Настал час тумана, собеседники, продрогнув, разошлись, а мне впервые довелось испытать неприятную полудрему, прерывный сон с частыми пробуждениями, снящимися пробуждениями, мглой; голоса, чтение вслух без изображений, иногда всплывавших чуть позже. Монотонный голос читал: «В глубине глухого памирского ущелья, у бешеной серой реки мы встретили артель таджиков-золотоискателей. Кучка бронзовых людей в грязных и рваных, некогда пестрых халатах, с жадными глазами сгрудилась вокруг старшого — старика с черной кудрявой бородой. В позе Будды, неторопливо и бесстрастно, полузакрыв глаза, словно священнодействуя, он отмывал песок в деревянном тазике, ловкими движениями сплескивая воду».

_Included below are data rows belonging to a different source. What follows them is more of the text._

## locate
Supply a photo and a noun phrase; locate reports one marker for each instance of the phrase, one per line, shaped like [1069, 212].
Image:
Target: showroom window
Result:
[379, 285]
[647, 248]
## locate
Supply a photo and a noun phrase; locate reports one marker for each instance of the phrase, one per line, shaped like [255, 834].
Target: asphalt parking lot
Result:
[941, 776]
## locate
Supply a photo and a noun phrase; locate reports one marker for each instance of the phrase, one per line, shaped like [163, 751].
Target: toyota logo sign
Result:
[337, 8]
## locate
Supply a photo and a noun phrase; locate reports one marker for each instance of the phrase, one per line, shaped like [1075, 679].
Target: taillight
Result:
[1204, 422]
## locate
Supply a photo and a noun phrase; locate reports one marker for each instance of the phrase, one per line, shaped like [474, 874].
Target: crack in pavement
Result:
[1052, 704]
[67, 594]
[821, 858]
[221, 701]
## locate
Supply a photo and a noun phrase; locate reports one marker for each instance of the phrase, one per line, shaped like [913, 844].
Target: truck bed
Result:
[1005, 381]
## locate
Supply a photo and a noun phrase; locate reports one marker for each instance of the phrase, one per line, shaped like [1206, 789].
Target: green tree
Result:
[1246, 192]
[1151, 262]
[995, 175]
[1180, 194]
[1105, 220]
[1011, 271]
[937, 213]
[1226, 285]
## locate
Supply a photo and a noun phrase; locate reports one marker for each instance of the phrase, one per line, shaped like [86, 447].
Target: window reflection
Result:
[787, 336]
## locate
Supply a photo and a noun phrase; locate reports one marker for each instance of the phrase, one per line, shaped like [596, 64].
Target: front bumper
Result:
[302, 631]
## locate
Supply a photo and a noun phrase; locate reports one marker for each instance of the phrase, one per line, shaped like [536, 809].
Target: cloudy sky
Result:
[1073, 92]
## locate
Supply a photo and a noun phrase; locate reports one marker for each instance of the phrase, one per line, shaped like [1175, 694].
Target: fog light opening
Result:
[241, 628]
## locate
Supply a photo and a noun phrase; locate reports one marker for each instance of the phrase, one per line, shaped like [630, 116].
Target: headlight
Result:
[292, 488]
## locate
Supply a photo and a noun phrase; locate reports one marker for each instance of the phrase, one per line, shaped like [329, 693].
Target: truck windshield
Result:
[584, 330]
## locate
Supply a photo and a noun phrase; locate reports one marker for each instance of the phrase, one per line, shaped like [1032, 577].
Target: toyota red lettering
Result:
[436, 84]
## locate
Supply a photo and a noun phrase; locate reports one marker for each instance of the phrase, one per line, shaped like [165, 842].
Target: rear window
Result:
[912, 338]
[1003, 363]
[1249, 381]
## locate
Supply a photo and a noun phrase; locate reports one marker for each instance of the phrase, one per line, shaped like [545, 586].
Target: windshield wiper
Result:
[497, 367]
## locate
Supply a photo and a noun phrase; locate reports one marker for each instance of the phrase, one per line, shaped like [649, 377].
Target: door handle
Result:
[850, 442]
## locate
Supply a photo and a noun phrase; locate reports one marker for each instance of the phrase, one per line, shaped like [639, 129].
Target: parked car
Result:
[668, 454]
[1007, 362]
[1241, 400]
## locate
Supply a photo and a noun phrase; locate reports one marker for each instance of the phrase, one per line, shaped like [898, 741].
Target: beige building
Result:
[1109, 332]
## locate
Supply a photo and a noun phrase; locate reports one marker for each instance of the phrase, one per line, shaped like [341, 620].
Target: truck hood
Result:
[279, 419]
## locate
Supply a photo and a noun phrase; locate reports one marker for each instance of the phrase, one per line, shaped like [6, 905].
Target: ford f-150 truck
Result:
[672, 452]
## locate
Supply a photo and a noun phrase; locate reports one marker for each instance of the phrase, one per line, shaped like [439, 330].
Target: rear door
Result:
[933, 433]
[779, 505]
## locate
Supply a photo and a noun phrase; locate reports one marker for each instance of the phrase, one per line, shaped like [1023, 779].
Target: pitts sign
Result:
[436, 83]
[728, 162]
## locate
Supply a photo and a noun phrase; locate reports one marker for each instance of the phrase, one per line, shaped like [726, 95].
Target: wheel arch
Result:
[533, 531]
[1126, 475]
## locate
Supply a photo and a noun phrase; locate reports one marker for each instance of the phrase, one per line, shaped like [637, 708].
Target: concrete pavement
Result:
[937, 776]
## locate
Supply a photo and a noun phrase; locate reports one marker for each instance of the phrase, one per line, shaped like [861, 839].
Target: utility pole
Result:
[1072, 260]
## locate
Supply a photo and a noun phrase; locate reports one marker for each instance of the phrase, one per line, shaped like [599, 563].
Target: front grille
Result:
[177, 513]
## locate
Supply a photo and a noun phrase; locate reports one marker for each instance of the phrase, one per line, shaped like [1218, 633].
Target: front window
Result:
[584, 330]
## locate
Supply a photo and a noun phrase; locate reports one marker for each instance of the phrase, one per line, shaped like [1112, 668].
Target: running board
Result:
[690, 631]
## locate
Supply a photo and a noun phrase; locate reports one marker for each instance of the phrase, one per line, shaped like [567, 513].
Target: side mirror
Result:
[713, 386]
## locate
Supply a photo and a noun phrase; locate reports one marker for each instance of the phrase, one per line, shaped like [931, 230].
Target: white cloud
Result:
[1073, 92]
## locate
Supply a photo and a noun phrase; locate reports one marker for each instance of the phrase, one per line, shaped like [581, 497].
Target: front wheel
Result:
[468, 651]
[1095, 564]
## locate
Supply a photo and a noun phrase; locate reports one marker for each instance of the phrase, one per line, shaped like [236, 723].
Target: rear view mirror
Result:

Тут набрала цвет картинка, под звон в ушах (колокольчики? морок жары?) я увидела обе группы — и золотоискателей, и альпинистов. Я видела серый песок на берегу уносящей песчинки реки, блики на воде, песок в деревянном тазике, в котором с каждым движением старика под лучами палящего солнца вспыхивали искры маленьких золотых пчел-самородков: серый песок уходил, золото прибывало.